For the bioanalysis of therapeutic monoclonal antibodies in biological matrices, immunoassays--especially enzyme-linked immunosorbent assays (ELISAs)--are the most widely used techniques. Although ELISAs are very sensitive, the obtained sensitivity is not always sufficient. In this study, we have investigated the possibilities of performing a precipitate-enhanced immunoassay (PEIA) with ellipsometric detection for the bioanalysis of the therapeutic monoclonal antibody trastuzumab. Hydrophobic silicon slides were coated with anti-idiotype trastuzumab antibodies. Trastuzumab in serum samples could bind to this primary catcher, and biotinylated anti-idiotype antibodies were used for detection.

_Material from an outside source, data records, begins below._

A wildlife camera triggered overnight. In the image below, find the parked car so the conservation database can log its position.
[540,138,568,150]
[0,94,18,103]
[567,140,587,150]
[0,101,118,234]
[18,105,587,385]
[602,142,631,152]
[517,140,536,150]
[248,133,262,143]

After binding of streptavidin-poly-horseradish peroxidase (HRP), the precipitating substrate 3,3'-diaminobenzidine tetrahydrochloride (DAB) was added. Precipitation speed was analyzed using a novel prototype eight-cell ellipsometer, and calibration curves were obtained by plotting this speed versus the trastuzumab concentration. Results demonstrate that the PEIA is at least four times more sensitive than the same ELISA using the chromogenic substrate 3,5,3',5'-tetramethylbenzidine (TMB) instead of precipitating DAB. The calibration range of the assay is 11 to 700 pg/ml. Serum samples are diluted 10 times prior to incubation corresponding to 110 to 7000 pg/ml in undiluted serum. Validation results demonstrate that these low concentrations can be analyzed accurately and precisely. In addition, samples of a patient treated with trastuzumab were analyzed with both the PEIA and the ELISA. Results demonstrate excellent correlation (r=0.984) between the methods. Thus, when more sensitivity is required than in a conventional immunoassay, a PEIA with ellipsometric detection may be a useful alternative. The prototype ellipsometer is still in development, and from the data obtained in this study, improvements will be implemented.